I am new to Elasticsearch. I have a huge index with around 50k documents. I have to update all the documents, when I run the update_by_query function it is throwing an error
File "E:\ApplicationsRunning\Lib\site-packages\opensearchpy\connection\http_urllib3.py", line 254, in perform_request raise ConnectionTimeout("TIMEOUT", str(e), e) opensearchpy.exceptions.ConnectionTimeout: ConnectionTimeout caused by - ReadTimeoutError(HTTPSConnectionPool(host='localhost', port=9200): Read timed out. (read timeout=10)
How can I resolve this error or how can I update all the documents in the index?
query = {
"script": {
"inline": "ctx._source.name='srujan'"
},
"query": {
"match_all": {}
}
}
response = client.update_by_query(
body=query, index=_index, wait_for_completion=True)
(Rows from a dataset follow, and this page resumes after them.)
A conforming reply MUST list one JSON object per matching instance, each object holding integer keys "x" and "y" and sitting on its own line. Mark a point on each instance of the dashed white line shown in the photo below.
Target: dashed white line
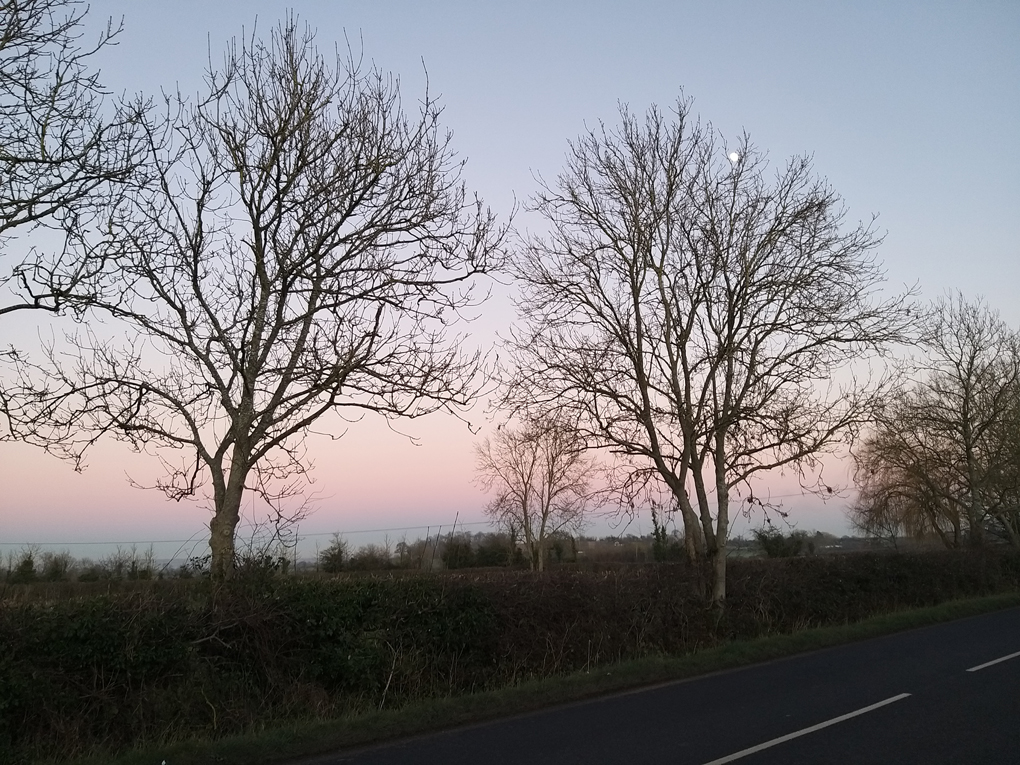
{"x": 805, "y": 731}
{"x": 993, "y": 661}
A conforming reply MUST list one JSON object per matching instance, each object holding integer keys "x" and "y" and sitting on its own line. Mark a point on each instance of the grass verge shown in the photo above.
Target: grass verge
{"x": 307, "y": 740}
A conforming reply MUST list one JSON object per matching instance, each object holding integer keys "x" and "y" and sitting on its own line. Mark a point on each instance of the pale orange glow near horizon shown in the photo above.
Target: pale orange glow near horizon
{"x": 905, "y": 135}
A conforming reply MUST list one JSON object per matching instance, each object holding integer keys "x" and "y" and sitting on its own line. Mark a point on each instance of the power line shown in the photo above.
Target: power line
{"x": 459, "y": 524}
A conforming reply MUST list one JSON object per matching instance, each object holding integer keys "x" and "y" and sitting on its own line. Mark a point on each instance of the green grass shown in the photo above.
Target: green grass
{"x": 308, "y": 738}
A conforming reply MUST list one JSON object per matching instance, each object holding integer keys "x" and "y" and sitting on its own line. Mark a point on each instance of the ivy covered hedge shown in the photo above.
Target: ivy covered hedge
{"x": 103, "y": 672}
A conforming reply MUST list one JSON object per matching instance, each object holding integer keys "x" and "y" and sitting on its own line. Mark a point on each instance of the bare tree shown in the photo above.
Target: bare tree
{"x": 305, "y": 248}
{"x": 541, "y": 476}
{"x": 942, "y": 457}
{"x": 693, "y": 313}
{"x": 64, "y": 152}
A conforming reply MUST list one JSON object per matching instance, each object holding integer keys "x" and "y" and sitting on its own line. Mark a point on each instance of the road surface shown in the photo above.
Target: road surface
{"x": 946, "y": 694}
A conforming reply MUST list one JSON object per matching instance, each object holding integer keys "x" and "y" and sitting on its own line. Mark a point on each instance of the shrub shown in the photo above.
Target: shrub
{"x": 333, "y": 558}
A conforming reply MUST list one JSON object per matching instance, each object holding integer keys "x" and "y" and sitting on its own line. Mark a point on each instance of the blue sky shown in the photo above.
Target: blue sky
{"x": 910, "y": 109}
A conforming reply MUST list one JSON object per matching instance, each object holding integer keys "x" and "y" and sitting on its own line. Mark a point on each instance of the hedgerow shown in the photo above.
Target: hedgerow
{"x": 90, "y": 673}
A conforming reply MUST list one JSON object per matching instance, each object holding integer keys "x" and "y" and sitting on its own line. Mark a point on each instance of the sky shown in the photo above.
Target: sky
{"x": 911, "y": 110}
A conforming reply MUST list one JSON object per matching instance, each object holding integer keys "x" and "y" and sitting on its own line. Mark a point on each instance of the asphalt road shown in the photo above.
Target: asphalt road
{"x": 927, "y": 696}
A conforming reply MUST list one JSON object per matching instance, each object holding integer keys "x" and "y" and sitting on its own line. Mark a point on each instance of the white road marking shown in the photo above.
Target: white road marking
{"x": 993, "y": 661}
{"x": 805, "y": 731}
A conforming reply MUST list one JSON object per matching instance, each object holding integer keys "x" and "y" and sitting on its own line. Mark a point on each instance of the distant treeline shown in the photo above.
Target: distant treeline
{"x": 457, "y": 551}
{"x": 171, "y": 659}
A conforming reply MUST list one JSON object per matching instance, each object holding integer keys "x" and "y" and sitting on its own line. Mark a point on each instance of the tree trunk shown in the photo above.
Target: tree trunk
{"x": 221, "y": 527}
{"x": 694, "y": 540}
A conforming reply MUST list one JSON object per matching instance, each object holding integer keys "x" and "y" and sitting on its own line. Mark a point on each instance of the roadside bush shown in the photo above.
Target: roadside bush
{"x": 86, "y": 675}
{"x": 332, "y": 559}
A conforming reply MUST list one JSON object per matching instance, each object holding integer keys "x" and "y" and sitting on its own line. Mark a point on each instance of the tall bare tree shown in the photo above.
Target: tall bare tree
{"x": 694, "y": 312}
{"x": 64, "y": 151}
{"x": 305, "y": 248}
{"x": 542, "y": 479}
{"x": 942, "y": 457}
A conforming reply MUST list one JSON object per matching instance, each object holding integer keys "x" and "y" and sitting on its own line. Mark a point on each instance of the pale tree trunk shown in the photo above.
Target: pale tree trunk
{"x": 719, "y": 552}
{"x": 226, "y": 513}
{"x": 694, "y": 541}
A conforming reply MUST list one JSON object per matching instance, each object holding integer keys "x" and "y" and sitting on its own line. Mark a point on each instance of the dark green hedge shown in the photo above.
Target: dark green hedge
{"x": 104, "y": 672}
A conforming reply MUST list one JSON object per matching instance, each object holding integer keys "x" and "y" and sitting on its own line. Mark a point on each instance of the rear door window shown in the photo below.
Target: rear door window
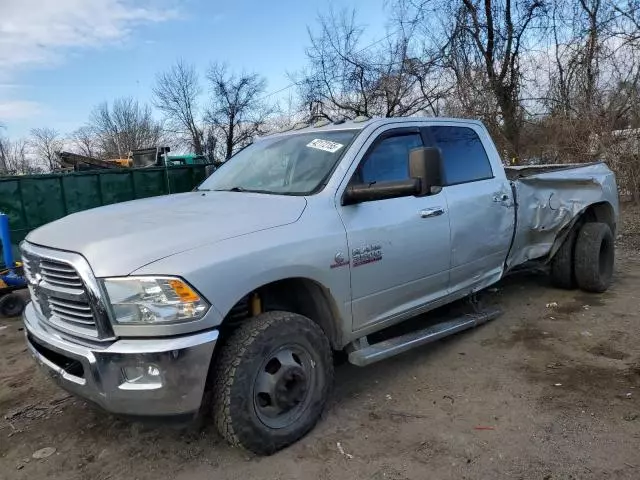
{"x": 464, "y": 157}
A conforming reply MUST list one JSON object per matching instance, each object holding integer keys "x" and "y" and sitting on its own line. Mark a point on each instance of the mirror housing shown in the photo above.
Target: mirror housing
{"x": 363, "y": 192}
{"x": 425, "y": 164}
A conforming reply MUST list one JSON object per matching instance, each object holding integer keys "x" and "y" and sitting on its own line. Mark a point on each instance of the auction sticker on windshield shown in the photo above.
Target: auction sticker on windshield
{"x": 326, "y": 145}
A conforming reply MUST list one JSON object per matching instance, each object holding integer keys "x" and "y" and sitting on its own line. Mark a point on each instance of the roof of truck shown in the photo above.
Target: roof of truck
{"x": 360, "y": 123}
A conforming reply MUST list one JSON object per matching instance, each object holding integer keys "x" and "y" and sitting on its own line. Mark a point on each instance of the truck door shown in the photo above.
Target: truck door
{"x": 399, "y": 248}
{"x": 481, "y": 208}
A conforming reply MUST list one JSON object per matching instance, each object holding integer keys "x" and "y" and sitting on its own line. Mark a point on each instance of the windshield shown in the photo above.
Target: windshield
{"x": 295, "y": 164}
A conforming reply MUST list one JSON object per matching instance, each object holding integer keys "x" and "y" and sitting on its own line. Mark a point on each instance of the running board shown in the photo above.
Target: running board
{"x": 389, "y": 348}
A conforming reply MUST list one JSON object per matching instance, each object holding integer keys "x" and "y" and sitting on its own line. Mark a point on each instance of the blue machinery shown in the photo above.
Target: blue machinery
{"x": 11, "y": 276}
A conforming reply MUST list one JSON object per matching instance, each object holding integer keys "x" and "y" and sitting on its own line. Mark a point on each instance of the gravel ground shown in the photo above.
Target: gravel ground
{"x": 550, "y": 390}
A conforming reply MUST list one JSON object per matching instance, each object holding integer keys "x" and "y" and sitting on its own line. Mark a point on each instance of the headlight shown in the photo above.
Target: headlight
{"x": 150, "y": 300}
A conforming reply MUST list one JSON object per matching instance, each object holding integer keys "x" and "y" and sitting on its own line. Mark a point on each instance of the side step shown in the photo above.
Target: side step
{"x": 389, "y": 348}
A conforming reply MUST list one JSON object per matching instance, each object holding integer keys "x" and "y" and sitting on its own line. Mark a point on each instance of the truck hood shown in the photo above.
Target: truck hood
{"x": 118, "y": 239}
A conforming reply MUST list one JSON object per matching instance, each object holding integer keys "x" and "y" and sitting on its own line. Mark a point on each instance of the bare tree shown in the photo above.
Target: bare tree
{"x": 46, "y": 142}
{"x": 123, "y": 127}
{"x": 15, "y": 158}
{"x": 85, "y": 141}
{"x": 176, "y": 94}
{"x": 237, "y": 111}
{"x": 387, "y": 78}
{"x": 491, "y": 37}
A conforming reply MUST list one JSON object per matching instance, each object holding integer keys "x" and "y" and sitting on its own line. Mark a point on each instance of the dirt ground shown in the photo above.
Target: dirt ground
{"x": 550, "y": 390}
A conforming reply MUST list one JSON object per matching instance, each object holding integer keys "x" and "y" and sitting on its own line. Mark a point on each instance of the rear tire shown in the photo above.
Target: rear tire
{"x": 271, "y": 381}
{"x": 562, "y": 264}
{"x": 11, "y": 305}
{"x": 594, "y": 257}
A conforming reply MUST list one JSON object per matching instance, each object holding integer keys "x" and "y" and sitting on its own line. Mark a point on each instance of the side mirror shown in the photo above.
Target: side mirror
{"x": 363, "y": 192}
{"x": 425, "y": 164}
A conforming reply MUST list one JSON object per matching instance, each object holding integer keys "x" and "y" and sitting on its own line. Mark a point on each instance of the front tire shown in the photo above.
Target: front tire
{"x": 594, "y": 257}
{"x": 271, "y": 381}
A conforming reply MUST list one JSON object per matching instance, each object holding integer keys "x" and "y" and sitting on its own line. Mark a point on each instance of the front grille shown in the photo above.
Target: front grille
{"x": 59, "y": 295}
{"x": 60, "y": 275}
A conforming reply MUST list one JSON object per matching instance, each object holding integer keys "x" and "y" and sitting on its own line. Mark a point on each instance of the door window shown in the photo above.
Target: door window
{"x": 464, "y": 157}
{"x": 389, "y": 159}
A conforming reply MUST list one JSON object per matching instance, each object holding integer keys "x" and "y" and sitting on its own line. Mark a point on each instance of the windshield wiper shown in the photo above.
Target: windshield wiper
{"x": 234, "y": 189}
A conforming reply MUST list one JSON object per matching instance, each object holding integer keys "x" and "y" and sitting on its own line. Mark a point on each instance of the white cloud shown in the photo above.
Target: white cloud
{"x": 40, "y": 32}
{"x": 16, "y": 109}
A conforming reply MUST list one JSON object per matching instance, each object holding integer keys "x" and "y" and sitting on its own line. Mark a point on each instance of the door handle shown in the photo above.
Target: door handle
{"x": 431, "y": 212}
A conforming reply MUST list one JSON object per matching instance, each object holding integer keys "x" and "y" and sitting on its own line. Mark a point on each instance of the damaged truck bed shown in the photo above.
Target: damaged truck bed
{"x": 550, "y": 199}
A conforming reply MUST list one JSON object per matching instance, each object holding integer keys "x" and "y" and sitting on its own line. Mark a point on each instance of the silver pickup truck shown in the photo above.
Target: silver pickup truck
{"x": 235, "y": 297}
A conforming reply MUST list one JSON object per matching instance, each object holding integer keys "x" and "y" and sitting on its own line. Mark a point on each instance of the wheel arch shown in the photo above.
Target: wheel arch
{"x": 595, "y": 212}
{"x": 300, "y": 295}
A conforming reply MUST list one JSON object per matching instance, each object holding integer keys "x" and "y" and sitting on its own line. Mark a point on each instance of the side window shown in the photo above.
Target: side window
{"x": 389, "y": 159}
{"x": 464, "y": 157}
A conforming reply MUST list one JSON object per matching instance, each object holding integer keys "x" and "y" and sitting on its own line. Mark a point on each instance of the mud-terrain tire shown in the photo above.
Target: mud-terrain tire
{"x": 11, "y": 305}
{"x": 271, "y": 381}
{"x": 594, "y": 257}
{"x": 562, "y": 264}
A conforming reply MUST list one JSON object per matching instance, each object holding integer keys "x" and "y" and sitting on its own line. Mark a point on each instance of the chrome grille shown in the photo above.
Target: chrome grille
{"x": 59, "y": 294}
{"x": 59, "y": 274}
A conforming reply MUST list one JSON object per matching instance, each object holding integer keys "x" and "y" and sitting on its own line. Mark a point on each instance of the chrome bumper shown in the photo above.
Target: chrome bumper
{"x": 180, "y": 366}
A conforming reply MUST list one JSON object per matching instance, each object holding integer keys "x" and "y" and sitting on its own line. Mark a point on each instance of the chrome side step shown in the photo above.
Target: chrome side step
{"x": 393, "y": 346}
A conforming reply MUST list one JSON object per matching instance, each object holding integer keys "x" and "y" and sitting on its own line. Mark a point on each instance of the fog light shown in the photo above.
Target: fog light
{"x": 141, "y": 377}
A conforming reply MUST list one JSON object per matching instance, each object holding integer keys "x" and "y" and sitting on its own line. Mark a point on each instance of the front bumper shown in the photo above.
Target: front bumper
{"x": 97, "y": 373}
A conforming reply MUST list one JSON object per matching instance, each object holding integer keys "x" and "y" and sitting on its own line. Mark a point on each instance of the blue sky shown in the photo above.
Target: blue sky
{"x": 59, "y": 58}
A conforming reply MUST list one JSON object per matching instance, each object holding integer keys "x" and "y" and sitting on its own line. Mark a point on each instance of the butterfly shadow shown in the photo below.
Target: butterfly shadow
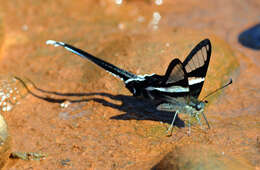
{"x": 133, "y": 108}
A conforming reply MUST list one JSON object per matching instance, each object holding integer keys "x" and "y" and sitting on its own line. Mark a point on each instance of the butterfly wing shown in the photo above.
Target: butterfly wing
{"x": 115, "y": 71}
{"x": 175, "y": 79}
{"x": 196, "y": 65}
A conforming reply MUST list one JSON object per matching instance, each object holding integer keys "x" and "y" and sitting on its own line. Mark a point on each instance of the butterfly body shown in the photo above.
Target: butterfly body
{"x": 177, "y": 90}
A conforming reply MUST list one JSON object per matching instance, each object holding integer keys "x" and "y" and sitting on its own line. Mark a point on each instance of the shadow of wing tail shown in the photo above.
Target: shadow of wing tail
{"x": 115, "y": 71}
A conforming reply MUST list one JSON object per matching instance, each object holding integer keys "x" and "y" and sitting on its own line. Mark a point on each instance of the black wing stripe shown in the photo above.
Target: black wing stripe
{"x": 125, "y": 75}
{"x": 196, "y": 65}
{"x": 176, "y": 73}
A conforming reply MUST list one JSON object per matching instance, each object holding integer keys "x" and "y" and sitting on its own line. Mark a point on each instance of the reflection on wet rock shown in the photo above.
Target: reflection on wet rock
{"x": 251, "y": 37}
{"x": 11, "y": 91}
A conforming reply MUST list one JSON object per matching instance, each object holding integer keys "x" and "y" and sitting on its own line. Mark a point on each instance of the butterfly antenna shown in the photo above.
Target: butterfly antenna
{"x": 230, "y": 82}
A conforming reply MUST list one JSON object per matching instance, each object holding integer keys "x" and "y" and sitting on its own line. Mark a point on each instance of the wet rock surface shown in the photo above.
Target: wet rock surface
{"x": 5, "y": 145}
{"x": 201, "y": 157}
{"x": 104, "y": 127}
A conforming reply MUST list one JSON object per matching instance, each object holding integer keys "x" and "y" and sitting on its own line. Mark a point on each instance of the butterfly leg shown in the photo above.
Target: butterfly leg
{"x": 189, "y": 125}
{"x": 173, "y": 120}
{"x": 205, "y": 119}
CodePudding user response:
It's because you're hitting a connection timeout as the update takes a bit longer than the default timeout.
You can increase the timeout as shown by Musab in his comment, or...
... you can also set wait_for_completion=False
, the call will return immediately with the ID of an asynchronous task that will run in the background.
You can then check the completion of this task in Kibana Dev Tools, using
GET _tasks/<task_id>